This is a reimplementation of Bishop Fox's Eyeballer in PyTorch. The original code was implemented in TF.Keras. Additional to the code this repository also provides pretrained models and a dataset of website screenshots.
Description from the original repo:
Eyeballer is meant for large-scope network penetration tests where you need to find "interesting" targets from a huge set of web-based hosts. Go ahead and use your favorite screenshotting tool like normal (EyeWitness or GoWitness) and then run them through Eyeballer to tell you what's likely to contain vulnerabilities, and what isn't.
Homepage | Login |
---|---|
Not Found | Old Looking |
---|---|
5 pretrained models can be downloaded individually from here. The performances on the validation dataset are reported in the following table:
VGG 16 | VGG 19 | ResNet 18 | ResNet 50 | ResNet 152 |
---|---|---|---|---|
94.25 | 93.125 | 92.625 | 92.75 | 92.625 |
To set up a model, download the corresponding zip file and extract it into the ./models
folder.
To test Eyeballer on some test data use the eyeballer.py
file. The testing images need to be prepared in a separate folder, for example ./folder/test_images/<files>.png
. This folder structure is required, due to the ImageFolder dataset used in PyTorch to ease loading the images. As an example we can classify the images provided in this repository with: python3 --arch vgg16 --test-dir ./images
, which provides the following output in the format file path - label - label index
:
./images/test/homepage.png - Homepage - 0
./images/test/login.png - Login Page - 1
./images/test/not_found.png - Not Found - 2
./images/test/old_looking.png - Old Looking - 3
If you want to train models by yourself have a look into train_models.sh
Additional to the code, the dataset containing the training and validation images is provided. The dataset is similar to the one in the original repository containing screenshots of different websites categorized into 4 different classes. The classes are Homepage, Login, Not Found, and Old Looking. The dataset (filename: websites_dataset.zip
) can be downloaded from here. For each class there are 1000 training and 200 validation images. Download the dataset, unzip it and set the path in config/config.py
.
I captured the screenshots with gowitness. I used a list of the top websites, which I found on Pastebin. So assuming you have a file with a few hostnames, for example: ./websites.txt
you can capture screenshots of the homepage following:
mkdir -p ./screenshots/homepage/
cat websites.txt | gowitness file -f - -P ./screenshots/homepage/ --no-http
To capture screenshots for login pages I append /login
to the host.
mkdir -p ./screenshots/login/
cat websites.txt | sed 's/$/\/login/g' | gowitness file -f - -P ./screenshots/login/ --no-http
To capture screenshots for not found pages I appended /thissitedoesnotexist
to the host.
mkdir -p ./screenshots/not_found/
cat websites.txt | sed 's/$/\/thissitedoesnotexist/g' | gowitness file -f - -P ./screenshots/not_found/ --no-http
For the old-looking class, I queried the wayback machine.
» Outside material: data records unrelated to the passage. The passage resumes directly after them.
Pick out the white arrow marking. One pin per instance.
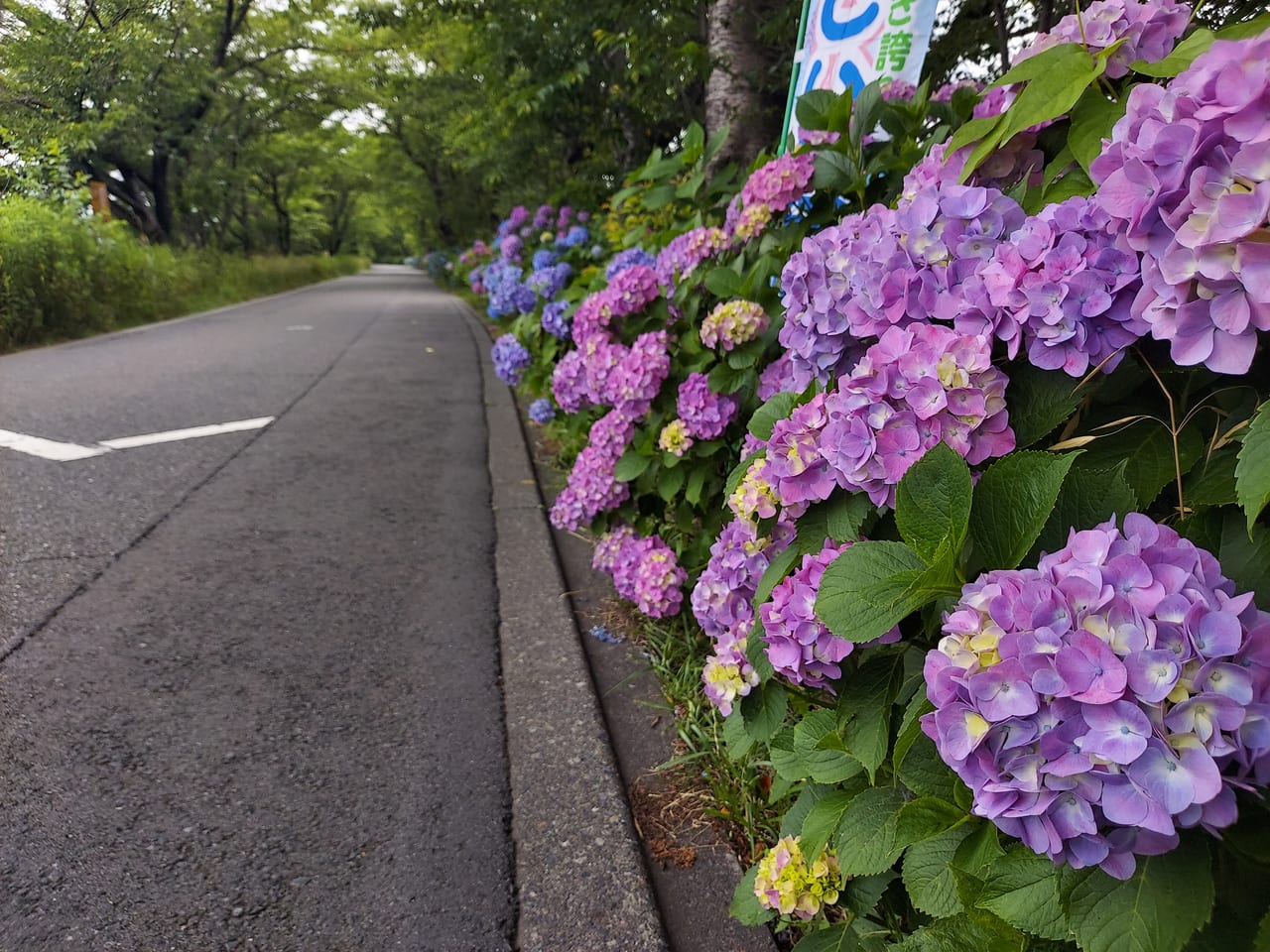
(190, 433)
(48, 448)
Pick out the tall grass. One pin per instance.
(64, 277)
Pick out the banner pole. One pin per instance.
(794, 76)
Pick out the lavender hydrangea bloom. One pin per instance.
(705, 413)
(1146, 30)
(799, 647)
(1062, 287)
(915, 388)
(629, 258)
(509, 358)
(648, 574)
(1187, 176)
(556, 318)
(733, 322)
(549, 281)
(541, 411)
(592, 488)
(679, 259)
(1105, 699)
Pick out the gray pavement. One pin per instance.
(250, 684)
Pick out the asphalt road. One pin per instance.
(249, 690)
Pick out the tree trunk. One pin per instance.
(733, 98)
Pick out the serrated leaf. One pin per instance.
(1147, 452)
(833, 938)
(964, 932)
(763, 711)
(822, 820)
(744, 906)
(1167, 898)
(722, 282)
(865, 707)
(630, 466)
(1023, 890)
(925, 817)
(1252, 472)
(1088, 497)
(933, 504)
(1039, 400)
(1012, 503)
(776, 408)
(866, 839)
(869, 588)
(822, 766)
(929, 875)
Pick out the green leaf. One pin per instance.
(1147, 451)
(964, 932)
(1023, 890)
(1156, 910)
(670, 483)
(763, 710)
(865, 706)
(778, 408)
(925, 817)
(735, 737)
(744, 904)
(1246, 558)
(1039, 400)
(1252, 472)
(833, 938)
(776, 570)
(869, 588)
(866, 841)
(1092, 119)
(1012, 503)
(722, 282)
(846, 515)
(1179, 60)
(929, 874)
(1088, 497)
(864, 892)
(1211, 483)
(822, 766)
(933, 504)
(630, 466)
(822, 821)
(924, 772)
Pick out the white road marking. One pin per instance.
(190, 433)
(48, 448)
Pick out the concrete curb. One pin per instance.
(579, 875)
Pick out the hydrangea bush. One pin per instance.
(952, 442)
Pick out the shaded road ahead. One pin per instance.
(249, 697)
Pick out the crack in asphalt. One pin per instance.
(16, 644)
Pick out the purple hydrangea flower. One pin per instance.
(799, 645)
(705, 413)
(1106, 698)
(1187, 177)
(1062, 287)
(1146, 30)
(627, 258)
(509, 358)
(556, 318)
(915, 388)
(541, 411)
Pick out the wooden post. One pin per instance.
(100, 198)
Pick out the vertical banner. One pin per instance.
(849, 44)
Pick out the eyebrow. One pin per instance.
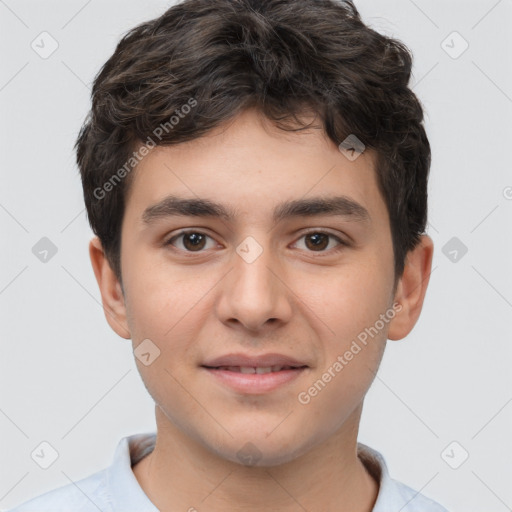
(341, 206)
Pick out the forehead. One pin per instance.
(251, 167)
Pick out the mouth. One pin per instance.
(256, 375)
(260, 370)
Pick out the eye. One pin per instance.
(192, 241)
(318, 241)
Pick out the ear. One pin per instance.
(111, 293)
(411, 288)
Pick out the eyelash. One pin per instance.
(342, 243)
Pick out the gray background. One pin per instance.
(68, 379)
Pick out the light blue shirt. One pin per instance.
(115, 489)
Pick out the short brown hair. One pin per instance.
(284, 57)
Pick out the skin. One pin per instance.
(294, 299)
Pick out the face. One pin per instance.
(257, 273)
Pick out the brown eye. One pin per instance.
(191, 241)
(318, 241)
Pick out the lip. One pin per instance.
(263, 360)
(254, 383)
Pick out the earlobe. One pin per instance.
(411, 289)
(111, 294)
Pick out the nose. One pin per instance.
(255, 294)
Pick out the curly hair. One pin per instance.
(212, 59)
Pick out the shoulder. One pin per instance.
(393, 495)
(86, 495)
(411, 500)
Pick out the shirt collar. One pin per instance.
(127, 495)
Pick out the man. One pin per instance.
(256, 175)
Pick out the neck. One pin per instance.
(181, 474)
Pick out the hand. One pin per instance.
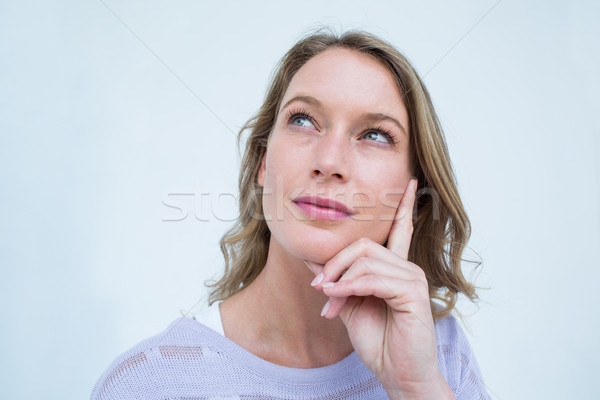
(383, 300)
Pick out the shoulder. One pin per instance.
(457, 361)
(143, 371)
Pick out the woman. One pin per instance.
(329, 283)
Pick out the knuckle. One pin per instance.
(363, 243)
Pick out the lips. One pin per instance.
(323, 208)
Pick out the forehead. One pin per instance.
(347, 80)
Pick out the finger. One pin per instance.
(401, 232)
(396, 292)
(361, 248)
(376, 269)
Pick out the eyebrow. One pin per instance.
(370, 117)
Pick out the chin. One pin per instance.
(316, 247)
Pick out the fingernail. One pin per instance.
(317, 280)
(308, 265)
(325, 308)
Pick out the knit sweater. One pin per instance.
(193, 360)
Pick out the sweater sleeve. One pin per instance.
(457, 361)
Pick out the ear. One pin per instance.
(262, 171)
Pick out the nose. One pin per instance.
(331, 155)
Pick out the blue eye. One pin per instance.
(379, 135)
(300, 120)
(301, 117)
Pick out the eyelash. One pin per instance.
(293, 114)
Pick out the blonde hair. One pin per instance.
(441, 227)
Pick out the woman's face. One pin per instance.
(341, 135)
Afterward, I manually sorted out the results that were not good and split the data into the training and validation set. To split the data the script split_data.py
might be helpful.
To add your custom data, you can capture screenshots as described above. Then you should add a new folder to the /path/to/websites/train
and /path/to/websites/val
. Then you can capture screenshots and split them into the training and validation set. Since we have in total 5 classes now, we need to change the parameter num_classes
in train_model.py
and eyeballer.py
to 5 (num_classes = 5
). You are now ready to train a model on the extended dataset as before.
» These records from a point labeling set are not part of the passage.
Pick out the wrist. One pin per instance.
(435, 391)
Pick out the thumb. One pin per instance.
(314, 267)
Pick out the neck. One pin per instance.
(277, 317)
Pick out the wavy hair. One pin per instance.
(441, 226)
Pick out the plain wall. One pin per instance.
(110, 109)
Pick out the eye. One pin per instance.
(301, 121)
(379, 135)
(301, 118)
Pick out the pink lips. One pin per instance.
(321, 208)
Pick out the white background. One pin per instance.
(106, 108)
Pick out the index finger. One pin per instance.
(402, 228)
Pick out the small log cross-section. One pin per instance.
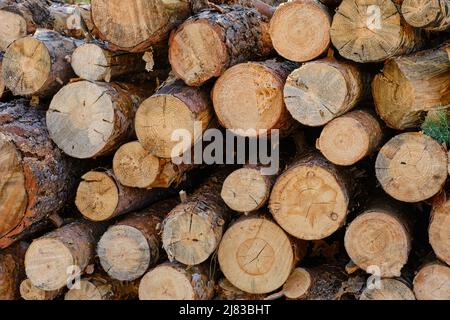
(256, 255)
(409, 86)
(101, 197)
(38, 65)
(173, 281)
(351, 137)
(432, 282)
(249, 97)
(372, 31)
(311, 199)
(432, 15)
(58, 258)
(131, 246)
(174, 107)
(412, 167)
(300, 30)
(206, 44)
(192, 230)
(322, 90)
(91, 119)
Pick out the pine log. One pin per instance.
(322, 90)
(138, 25)
(174, 106)
(256, 255)
(193, 229)
(91, 119)
(311, 199)
(92, 61)
(59, 257)
(372, 31)
(127, 249)
(249, 97)
(207, 44)
(391, 289)
(173, 281)
(38, 65)
(300, 30)
(36, 179)
(101, 197)
(432, 15)
(349, 138)
(30, 292)
(12, 271)
(412, 167)
(432, 282)
(412, 85)
(381, 237)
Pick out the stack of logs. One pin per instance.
(94, 205)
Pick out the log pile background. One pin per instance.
(92, 206)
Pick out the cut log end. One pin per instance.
(412, 167)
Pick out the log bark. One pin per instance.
(412, 167)
(261, 83)
(432, 282)
(208, 43)
(36, 179)
(432, 15)
(174, 107)
(256, 255)
(372, 31)
(173, 281)
(38, 65)
(311, 199)
(100, 197)
(127, 249)
(57, 258)
(322, 90)
(300, 30)
(137, 26)
(412, 85)
(91, 119)
(349, 138)
(193, 229)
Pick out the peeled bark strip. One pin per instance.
(174, 107)
(391, 289)
(93, 62)
(12, 271)
(300, 30)
(207, 44)
(38, 65)
(29, 292)
(247, 189)
(380, 237)
(101, 197)
(412, 85)
(432, 282)
(131, 246)
(36, 179)
(54, 260)
(91, 119)
(311, 199)
(372, 31)
(412, 167)
(432, 15)
(322, 90)
(256, 255)
(173, 281)
(261, 83)
(137, 25)
(193, 229)
(350, 138)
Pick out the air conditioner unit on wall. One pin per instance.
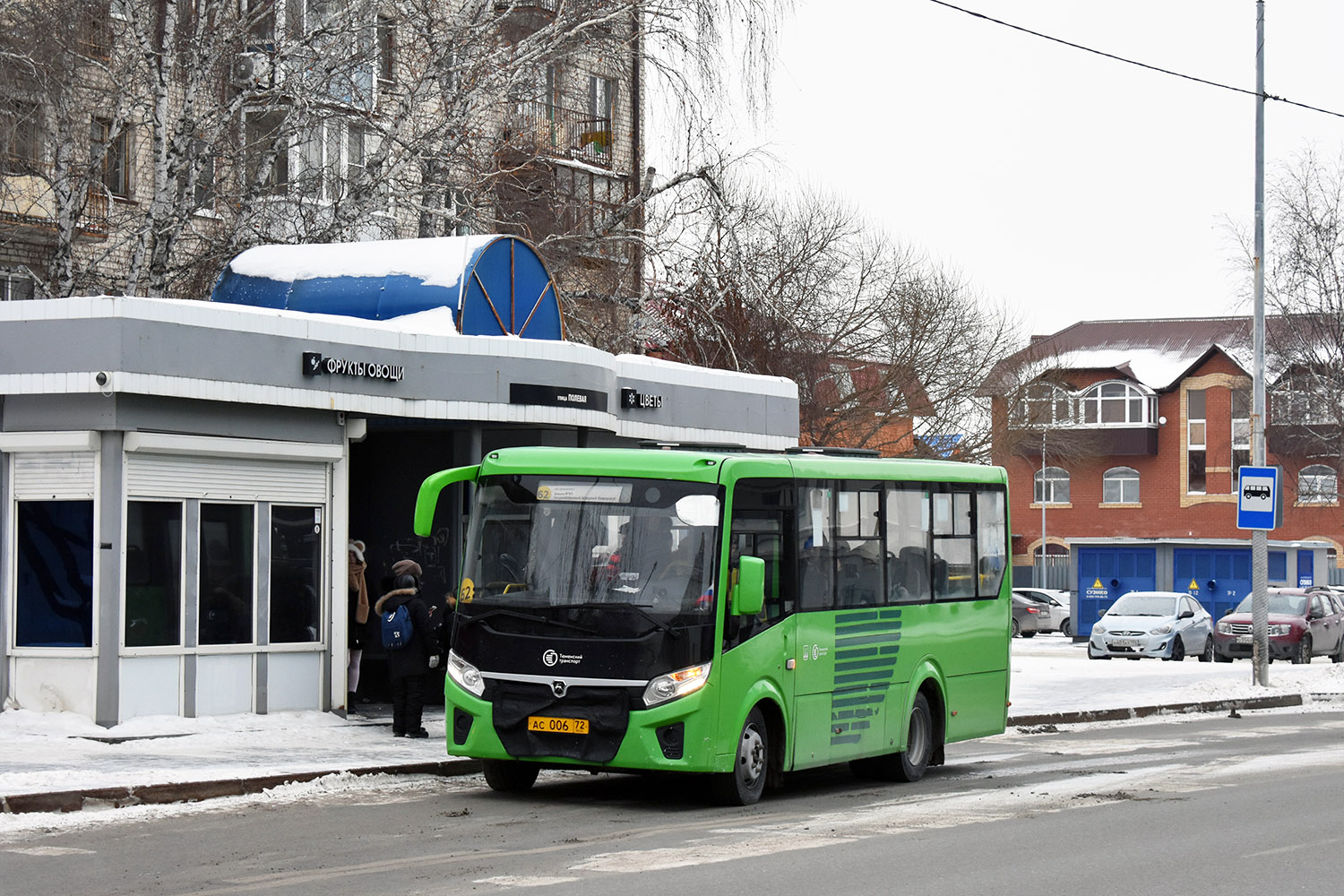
(250, 70)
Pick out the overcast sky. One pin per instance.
(1062, 183)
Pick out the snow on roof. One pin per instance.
(437, 261)
(1153, 352)
(1155, 368)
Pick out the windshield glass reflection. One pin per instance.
(647, 546)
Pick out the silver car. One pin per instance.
(1058, 603)
(1153, 624)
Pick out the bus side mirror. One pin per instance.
(749, 592)
(427, 495)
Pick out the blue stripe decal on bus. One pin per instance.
(866, 649)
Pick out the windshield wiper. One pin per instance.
(529, 616)
(658, 624)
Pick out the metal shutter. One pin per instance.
(226, 478)
(42, 476)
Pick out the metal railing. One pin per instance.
(554, 131)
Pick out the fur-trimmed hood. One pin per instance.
(394, 599)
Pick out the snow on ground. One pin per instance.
(58, 751)
(1053, 675)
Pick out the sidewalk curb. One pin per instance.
(198, 790)
(1140, 712)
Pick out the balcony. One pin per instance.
(546, 129)
(27, 199)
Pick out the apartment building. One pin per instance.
(285, 121)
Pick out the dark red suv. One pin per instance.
(1303, 624)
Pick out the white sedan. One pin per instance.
(1153, 624)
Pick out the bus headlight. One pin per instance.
(676, 684)
(467, 676)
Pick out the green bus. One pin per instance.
(730, 613)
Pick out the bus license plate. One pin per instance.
(556, 726)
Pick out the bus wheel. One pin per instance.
(746, 782)
(508, 775)
(911, 763)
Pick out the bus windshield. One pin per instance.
(637, 554)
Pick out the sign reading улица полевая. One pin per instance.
(316, 366)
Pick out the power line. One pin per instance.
(1134, 62)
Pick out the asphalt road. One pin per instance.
(1206, 805)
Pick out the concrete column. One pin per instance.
(109, 552)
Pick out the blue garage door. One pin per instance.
(1104, 573)
(1218, 578)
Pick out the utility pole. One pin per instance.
(1045, 582)
(1260, 538)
Assuming we want to calssify screenshots of APIs. First lets add the two folders:
mdir -p /path/to/websites/train/api
mdir -p /path/to/websites/val/api
Now we can generate the screenshots:
mkdir -p ./screenshots/api/
cat websites.txt | sed 's/$/\/api/g' | gowitness file -f - -P ./screenshots/api/ --no-http
After we sorted out all wrong results and found 1200 valid screenshots we can put 1000 screenshot into the /path/to/websites/train/api
folder and 200 into the /path/to/websites/val/api
folder. Setting num_classes = 5
as described above, we can now train a model on the extended dataset.
To check some qualitative results have a look at the jupyter notebook ./qualitative_results.ipynb
.
I prefer to use docker to set up my deep learning environments. For this project, I used 1.0.1-cuda10.0-cudnn7-devel
as the base from Pytorch`s Docker Hub.